You are a premium member of Chef Airlines which means you can store miles in your Chef Airlines account. If you currently have x miles in your Chef Airlines account then you can travel x miles for free. You start from the airport labelled 0 and wish to reach airport labelled N. Following are the rules of travel :

  • If you are at the airport labelled i, you can travel to any airport labelled j, only if j > i;

  • If you travel from airport labelled i to airport labelled j, you end up exhausting j - i miles from your Chef Airlines account. Consequently, you can travel from airport labelled i to airport labelled j if and only if j - i \leq x, where x is the number of miles in your Chef Airlines account when you departed from the airport labelled i.

  • Whenever you arrive at airport labelled i, you can add up to M_i number of miles in your Chef Airlines account.

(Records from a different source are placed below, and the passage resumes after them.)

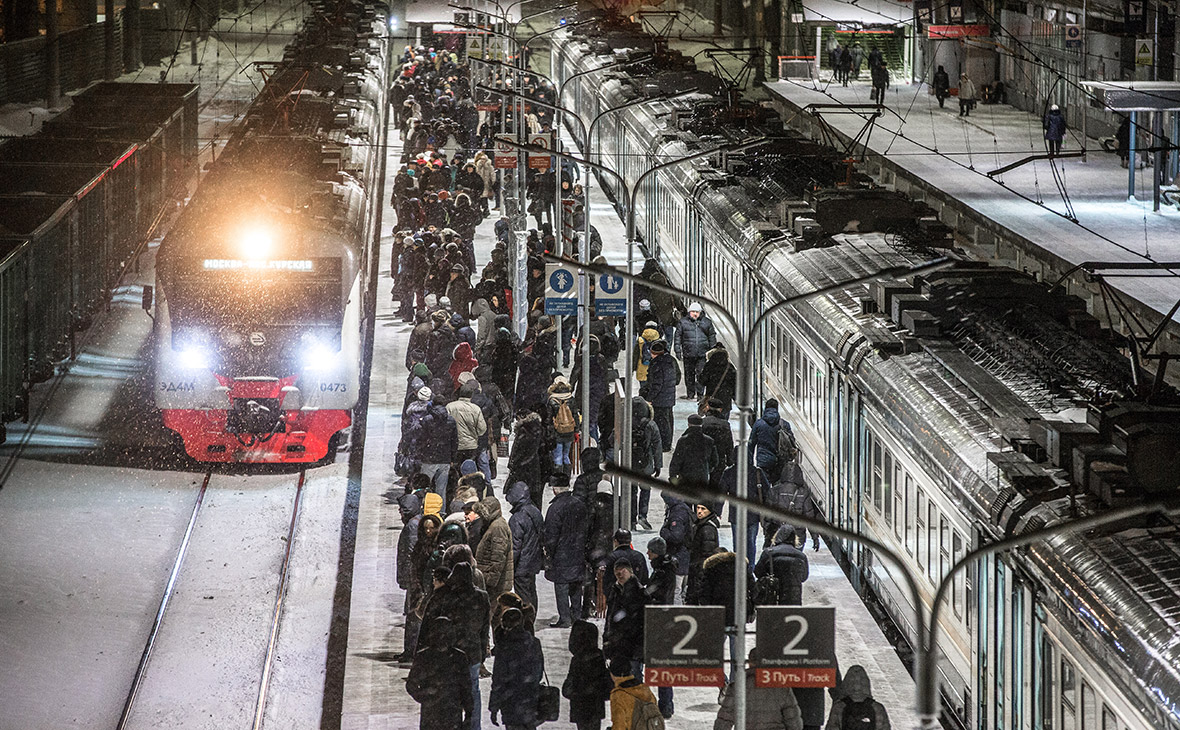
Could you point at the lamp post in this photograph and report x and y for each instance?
(745, 369)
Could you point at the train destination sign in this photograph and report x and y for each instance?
(795, 646)
(683, 645)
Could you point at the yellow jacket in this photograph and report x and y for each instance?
(646, 337)
(628, 691)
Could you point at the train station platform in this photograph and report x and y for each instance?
(1042, 216)
(374, 695)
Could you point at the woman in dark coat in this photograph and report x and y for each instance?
(516, 675)
(588, 685)
(439, 681)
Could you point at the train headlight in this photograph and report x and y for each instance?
(194, 357)
(319, 356)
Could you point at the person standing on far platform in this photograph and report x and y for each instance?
(967, 96)
(1054, 124)
(695, 336)
(942, 86)
(857, 709)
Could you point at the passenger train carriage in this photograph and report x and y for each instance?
(261, 282)
(935, 414)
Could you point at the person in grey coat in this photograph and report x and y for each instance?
(526, 552)
(695, 336)
(565, 548)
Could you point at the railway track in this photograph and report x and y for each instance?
(196, 664)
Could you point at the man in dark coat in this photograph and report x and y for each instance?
(623, 551)
(695, 456)
(705, 543)
(719, 377)
(470, 613)
(517, 673)
(695, 336)
(675, 533)
(565, 547)
(787, 564)
(623, 636)
(660, 389)
(431, 438)
(439, 681)
(526, 554)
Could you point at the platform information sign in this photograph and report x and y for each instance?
(505, 153)
(683, 645)
(795, 646)
(607, 302)
(561, 294)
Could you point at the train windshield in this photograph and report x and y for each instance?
(242, 293)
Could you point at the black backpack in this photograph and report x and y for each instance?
(859, 715)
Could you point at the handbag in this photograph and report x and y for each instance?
(549, 702)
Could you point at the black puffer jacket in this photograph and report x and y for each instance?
(526, 530)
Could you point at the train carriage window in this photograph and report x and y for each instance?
(877, 472)
(1068, 695)
(910, 499)
(957, 589)
(1089, 708)
(931, 539)
(919, 527)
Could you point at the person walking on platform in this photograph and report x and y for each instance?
(1054, 124)
(967, 96)
(493, 554)
(857, 709)
(588, 684)
(439, 681)
(942, 86)
(526, 552)
(695, 336)
(565, 550)
(660, 389)
(785, 567)
(516, 675)
(767, 708)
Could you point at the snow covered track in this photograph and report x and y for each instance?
(200, 665)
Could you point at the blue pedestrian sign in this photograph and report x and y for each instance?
(608, 302)
(561, 293)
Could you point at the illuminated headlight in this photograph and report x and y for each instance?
(319, 356)
(194, 357)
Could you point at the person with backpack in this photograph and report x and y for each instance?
(764, 440)
(767, 708)
(563, 413)
(857, 710)
(588, 684)
(647, 458)
(784, 567)
(633, 707)
(660, 389)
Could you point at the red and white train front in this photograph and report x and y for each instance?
(257, 341)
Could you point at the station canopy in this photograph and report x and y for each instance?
(866, 12)
(1136, 96)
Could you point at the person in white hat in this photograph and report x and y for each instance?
(695, 336)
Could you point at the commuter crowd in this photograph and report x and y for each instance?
(497, 487)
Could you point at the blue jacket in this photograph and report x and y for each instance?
(764, 439)
(525, 524)
(565, 539)
(660, 387)
(676, 530)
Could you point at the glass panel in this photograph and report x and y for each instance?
(1089, 708)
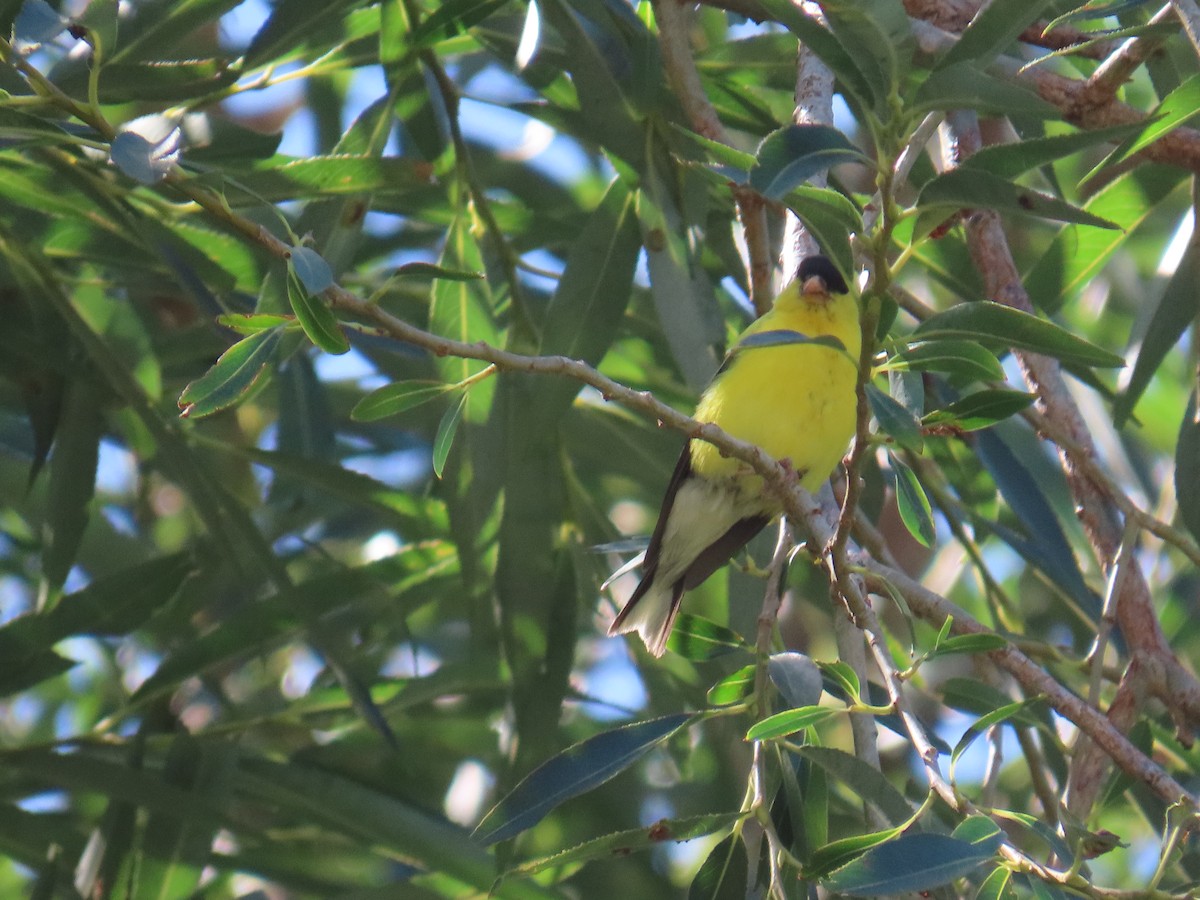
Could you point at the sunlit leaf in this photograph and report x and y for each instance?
(233, 376)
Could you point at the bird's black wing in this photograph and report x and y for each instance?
(719, 552)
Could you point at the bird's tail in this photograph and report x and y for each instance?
(651, 612)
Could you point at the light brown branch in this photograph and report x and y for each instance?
(1155, 666)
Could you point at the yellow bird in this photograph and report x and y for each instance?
(786, 387)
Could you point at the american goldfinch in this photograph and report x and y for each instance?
(787, 387)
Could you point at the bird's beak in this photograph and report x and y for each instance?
(814, 285)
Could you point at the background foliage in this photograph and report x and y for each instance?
(300, 490)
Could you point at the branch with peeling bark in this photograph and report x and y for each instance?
(1153, 669)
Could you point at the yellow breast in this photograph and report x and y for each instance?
(795, 400)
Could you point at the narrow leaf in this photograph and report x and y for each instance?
(789, 157)
(233, 376)
(1177, 309)
(863, 779)
(724, 875)
(894, 419)
(797, 677)
(735, 687)
(1176, 108)
(699, 639)
(447, 429)
(912, 862)
(1187, 467)
(397, 397)
(981, 409)
(993, 30)
(622, 844)
(312, 270)
(963, 359)
(573, 772)
(994, 324)
(1015, 159)
(315, 316)
(912, 503)
(789, 723)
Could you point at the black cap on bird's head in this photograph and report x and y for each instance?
(817, 275)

There is no limit to the number of miles your Chef Airlines account can hold.

  • You start by arriving at airport labelled 1 with 0 miles in your Chef Airlines account.

Determine the minimum number of airports you must visit in order to reach the airport labelled N. If it is not possible to do so, print -1.

Approach

To solve this problem efficiently, we can employ a greedy algorithm combined with a breadth-first search (BFS) approach using a queue.

  1. Initialization:
  • Use a Priority Queue to store the current position (airport index) and the miles in the account.
  • Start from airport 1 with 0 miles and 1 visit.
  1. Traversal:
  • Use BFS to explore reachable airports from the current airport.
  • For each airport i, calculate the maximum distance you can cover based on available miles.
  • For each reachable airport j, if you can travel there (i.e., you have enough miles), update the miles and enqueue the new state.
  1. Stopping Condition:
  • If you reach airport N, output the number of visits.
  • If the queue is exhausted without reaching airport N, return -1.

Complexity

  • Time Complexity: O(N) per test case, as each airport is processed once in the BFS traversal.
  • Space Complexity: O(N) for the queue and visited array.